Kunal Kemmu as Host: What His Presence Signals About the Show's Tone
Kunal Kemmu is an interesting choice for a format this psychologically dense, and it is clearly a deliberate one. He carries no reality-TV baggage, no pre-established hosting persona that audiences need to renegotiate. He is not a Salman Khan bringing a gravitational field of his own into the room. He is a respected actor known for his restraint — someone who watches, who reads a scene, who doesn't announce his presence before he walks in.
That is precisely what Alliance seems to want from its host. The show's drama comes from the contestants. The host's role, from what the trailer suggests, is closer to a witness than a ringmaster — present at the moments of fracture, but never competing with them for attention. It is, as Kemmu acknowledged himself, a significant departure from anything he has done before, and watching him calibrate to it will be a subplot worth following across the six-week run.
The Broader Context: Why This Format Makes Sense for India Right Now
The global appetite for social-strategy reality television has been building for years. Shows like The Traitors have demonstrated, across multiple international versions, that audiences are not merely interested in watching people compete — they want to watch people decide how much their relationships are worth, in real time, under controlled conditions. India is a logical market for this evolution.
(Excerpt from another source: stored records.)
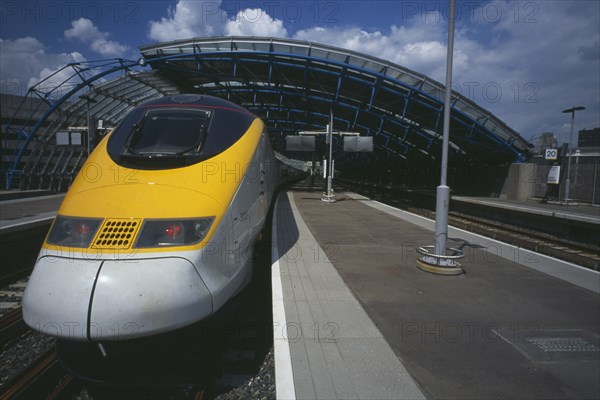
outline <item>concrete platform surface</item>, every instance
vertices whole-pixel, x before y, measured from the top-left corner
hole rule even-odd
[[[0,231],[51,222],[64,197],[63,193],[0,201]]]
[[[597,292],[522,265],[544,270],[547,257],[511,260],[495,245],[465,247],[464,275],[423,272],[425,225],[360,196],[320,195],[288,193],[275,214],[288,398],[600,397]]]

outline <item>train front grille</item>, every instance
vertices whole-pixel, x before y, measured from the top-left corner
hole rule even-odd
[[[92,242],[92,249],[129,249],[141,225],[139,218],[107,218]]]

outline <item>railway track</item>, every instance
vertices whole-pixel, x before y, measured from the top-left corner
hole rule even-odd
[[[55,350],[51,349],[7,382],[0,400],[71,398],[81,388],[81,384],[60,366]]]
[[[19,306],[0,318],[0,349],[30,332],[23,321],[22,308]]]

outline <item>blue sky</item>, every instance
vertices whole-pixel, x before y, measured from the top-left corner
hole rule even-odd
[[[454,89],[529,139],[600,126],[600,1],[457,1]],[[0,89],[160,41],[276,36],[349,48],[444,82],[447,1],[0,1]]]

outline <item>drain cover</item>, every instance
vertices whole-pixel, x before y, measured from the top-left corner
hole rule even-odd
[[[587,352],[600,351],[600,347],[584,340],[580,337],[529,337],[525,339],[526,343],[531,343],[544,352],[567,351],[567,352]]]
[[[537,330],[520,340],[502,338],[533,361],[600,360],[600,337],[589,331]]]

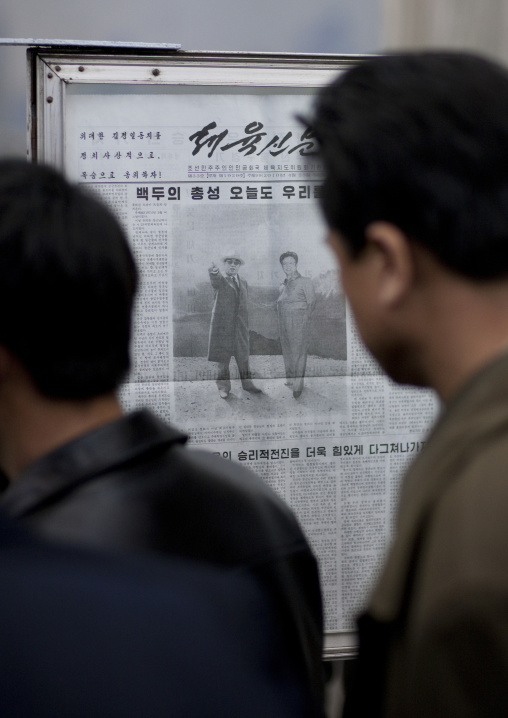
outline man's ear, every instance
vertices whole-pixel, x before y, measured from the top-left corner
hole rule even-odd
[[[8,374],[12,366],[12,354],[0,344],[0,381]]]
[[[376,266],[378,300],[387,308],[395,307],[406,297],[415,279],[408,237],[396,225],[377,220],[367,226],[365,239]]]

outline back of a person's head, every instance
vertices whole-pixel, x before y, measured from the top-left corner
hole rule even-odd
[[[320,93],[322,207],[355,255],[375,220],[470,278],[508,274],[508,72],[466,53],[360,62]]]
[[[53,169],[0,162],[0,344],[43,394],[84,399],[118,386],[136,282],[102,203]]]

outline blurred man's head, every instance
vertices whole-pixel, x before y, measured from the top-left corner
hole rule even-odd
[[[329,242],[360,334],[398,381],[445,395],[460,350],[447,347],[442,382],[435,347],[453,335],[453,302],[465,340],[466,306],[483,330],[477,290],[508,286],[507,117],[508,73],[459,53],[368,59],[317,98]],[[498,329],[463,376],[498,346]]]
[[[111,212],[47,167],[0,162],[0,345],[49,397],[114,390],[137,284]]]
[[[297,272],[298,255],[296,252],[284,252],[279,257],[282,269],[286,277],[293,277]]]
[[[243,259],[237,254],[227,255],[222,258],[224,263],[224,271],[228,277],[235,277],[240,271],[242,264],[245,264]]]

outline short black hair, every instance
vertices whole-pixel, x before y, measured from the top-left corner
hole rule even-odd
[[[508,275],[506,70],[470,53],[369,58],[320,92],[310,123],[325,218],[353,256],[384,220],[462,275]]]
[[[296,252],[284,252],[284,254],[281,254],[279,257],[279,262],[282,264],[282,262],[287,259],[287,257],[292,257],[295,262],[298,264],[298,255]]]
[[[105,205],[54,169],[0,161],[0,344],[39,391],[85,399],[120,384],[136,286]]]

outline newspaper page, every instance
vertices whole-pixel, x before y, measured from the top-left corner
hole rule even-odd
[[[359,340],[296,119],[310,102],[305,89],[70,86],[65,162],[114,209],[140,269],[124,406],[151,407],[291,506],[326,630],[341,632],[437,403],[392,384]]]

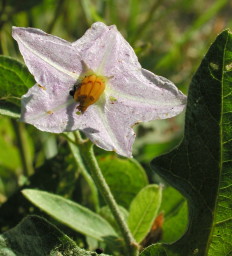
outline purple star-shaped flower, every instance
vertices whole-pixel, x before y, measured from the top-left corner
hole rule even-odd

The cultural emphasis on loyalty, family bonds, and the social weight of betrayal makes the show's core premise land harder here than it might elsewhere.
Prime Video's decision to run Alliance across 42 episodes over six weeks — with daily content — is also a significant programming bet. It commits to a volume of output that requires consistent narrative momentum. The Dutch original's tighter episode count allowed for a more curated dramatic arc. The Indian version will need to sustain tension across a far longer runway. Whether the editing team can deliver that without the show feeling padded is the real question that won't be answered until the episodes are actually streaming.
What Happens Next
Alliance premieres on June 26, 2026 on Prime Video in India and simultaneously across 240 countries and territories. With the trailer generating visible traction in the hours since its release — particularly around the Ravi Kishan–Riva Kishan dynamic and the show's glossy, claustrophobic setting — the opening-week numbers will be a litmus test for whether Indian audiences are ready to trade the comfort of familiar formats for something that asks considerably more of them.
One thing the trailer makes clear: Alliance has no interest in making you comfortable. That may be its greatest asset.